Иван, Кощеев сын - страница 14
– Ой! – говорит. – Нянь, он глаза открыл!
– Ну да, – встаёт бабка. – Подтаял – вот и открыл.
– Он что же, стало быть, живой? – изумляется Иван.
– Всяко не мёртвый. Я, Ваня, мазуриков-то не замораживаю, потому как есть во мне гуманизм и гигиена.
– А говорила: зелье не варю!
– Какое ж это зелье? Сам ты зелье! Это в ларьке – зелье, а у меня – нутру веселье…
Не договорила Яга Васильевна – мужик зашевелился, закряхтел, оттаявшим носом шмыгнул. Сошлись Иван да бабка с двух сторон стола, склонились над подтаявшим гостинцем. А он глаза то сощурит, то вытаращит, а сказать ничего не может. И губы у него пока синего, подмороженного цвета.
– Послушай, няня, – говорит Иван, – а отдай этого заморозка мне!
– Как это? – удивляется бабка. – Ты ж только что баял, что мужиков не ешь.
– Да не есть – ты мне его просто отдай, живого! Разморозь и со мной отпусти. Я тебе, Васильевна, ох как благодарен буду, бусы красные тебе на обратном пути принесу или косынку тёплую. А?..
– На кой мне косынка? – говорит бабка. – И бутсы мне не нужны. У меня всех запросов – челюсть бы вставить да избу от сидячки вылечить.
Иван плечам пожал: мол, этого пообещать не смогу.
– А мужика я тебе не отдам, – продолжает бабка. – Коли есть его не будешь, так пусть остаётся до следующего гостя. Вот ешшо – ценный менюй разбазаривать!
Иван распрямился, поясок свой поправил. Откашлялся официально и говорит:
– Няня родная, Яга Васильевна милая. Ежели ты мне мужика этого не освободишь, я на тебя обижусь обидкой горькою.
– Ишь, расхорохорился! – фыркает бабка. – Да на что тебе сдался этот сумарь безремённый?! Ты в мужичьи спасатели, что ли, записался? С него всей выгоды – колтун да гумус!
– Тем более отдай, раз он такой безвыгодный, – настаивает Иван. – Мне, няня, дорожный товарищ сильно нужен. Одному в пути туго: тоска заедает, трудности на испуг берут; а вдвоём и в скуке веселее, и в беде сподручнее.
Яга Васильевна фырчит под нос, недовольство заглушает, очень ей отдавать съестного мужика не хочется, вот хоть ты в темя плюй!

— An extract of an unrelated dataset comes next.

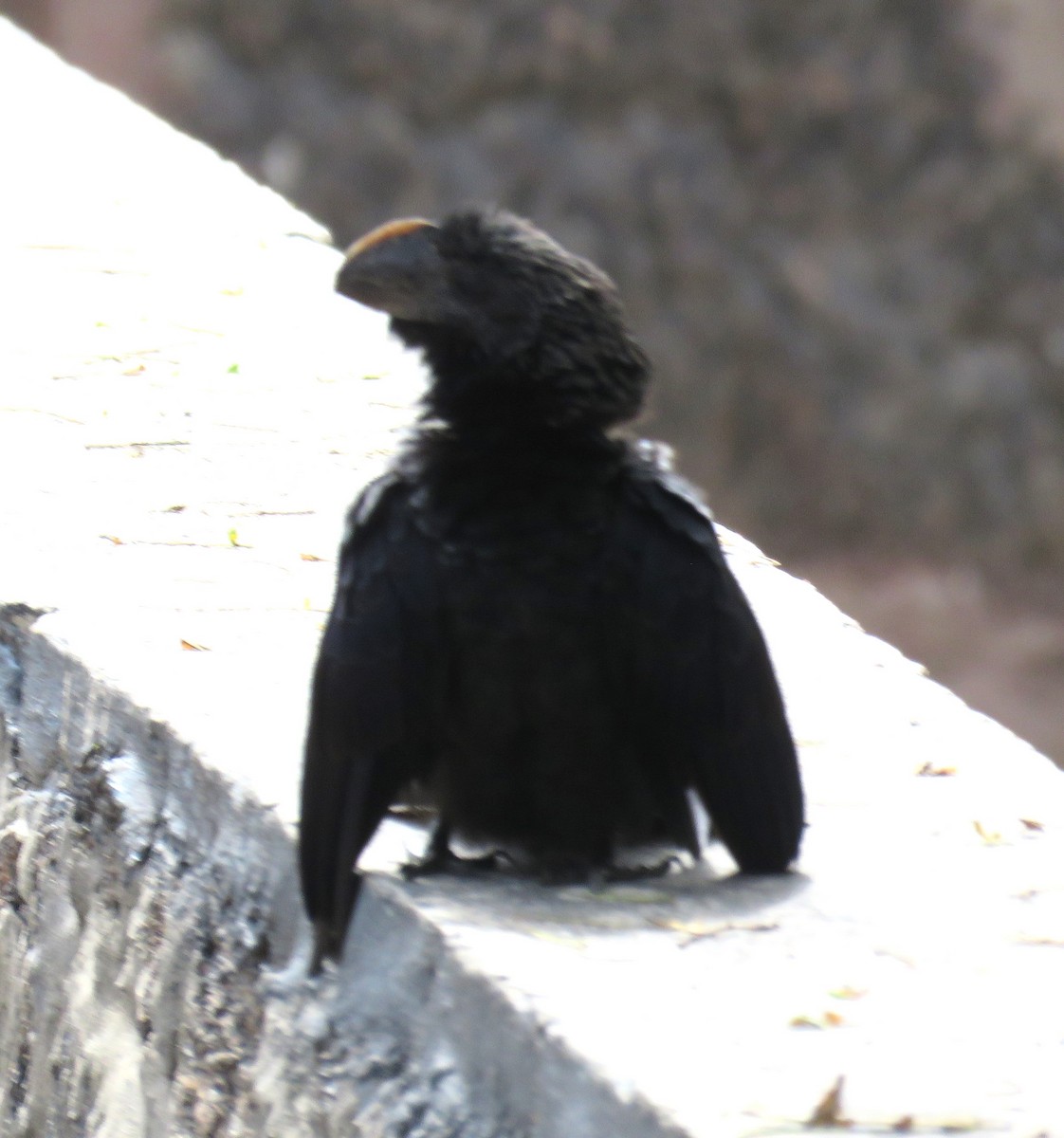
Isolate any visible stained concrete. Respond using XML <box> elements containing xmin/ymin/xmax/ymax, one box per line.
<box><xmin>0</xmin><ymin>17</ymin><xmax>1064</xmax><ymax>1138</ymax></box>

– Ладно, – бубнит, – пока суд да дело, давай-ка мы его хоть на скамью усадим, что ль, а то весь стол заляпали.
Усадили они мужика, с трудом в пояснице погнули – весь он закоснел, в коконе-то лежавши. Скрипит, как древняя колесница.
– Ох, грехи мои тяжкие! – вторит тому скрипу бабка, воду со стола тряпочкой вытирает. – От такого куска отказывается, с собой увесть хочет, на ноги поставить!..
Иван её охов-крёхов слушать не стал, прикрыл мужику тряпицей причинное место и оставил размораживаться. А сам пока отошёл в дальний угол, на стены глядит, нянино обиталище рассматривает. Там в уголке фотографический иконостас выставлен – снимки старые, блёклые, чёрно-серые. Всяких лиц вереница, а посреди один большой коричневый дагеротип: Яга Васильевна в далёкой ведьмаческой молодости и рядышком с ней лихой крючконосый брюнет с чубом.
– Это ты с кем, няня? – спрашивает Иван.
Увидела бабка, куда Ваня уставился, и поясняет:
– Это старик мой, Яг Панкратич, муж мой покойный, твоему отцу двоюродный брат. Тебе, стало быть, дядя. На войне погиб, царствие ему небесное!
– Дядя? – удивляется Иван. – Значит, и дядя мой нечистью был?
– Сам ты нечисть! – плюётся Яга Васильевна. – Нечисть! Ишь ты, чистёнок! Да когда супостат на нас клином-то двинулся, никто не разбирался, нечисть ты или крещёный. И нечистый, и человек, и зверь лесной – все, как один, поднялись землю нашу, кормилицу, защищать. Мертвяки – и те, случалось, из гробов вставали.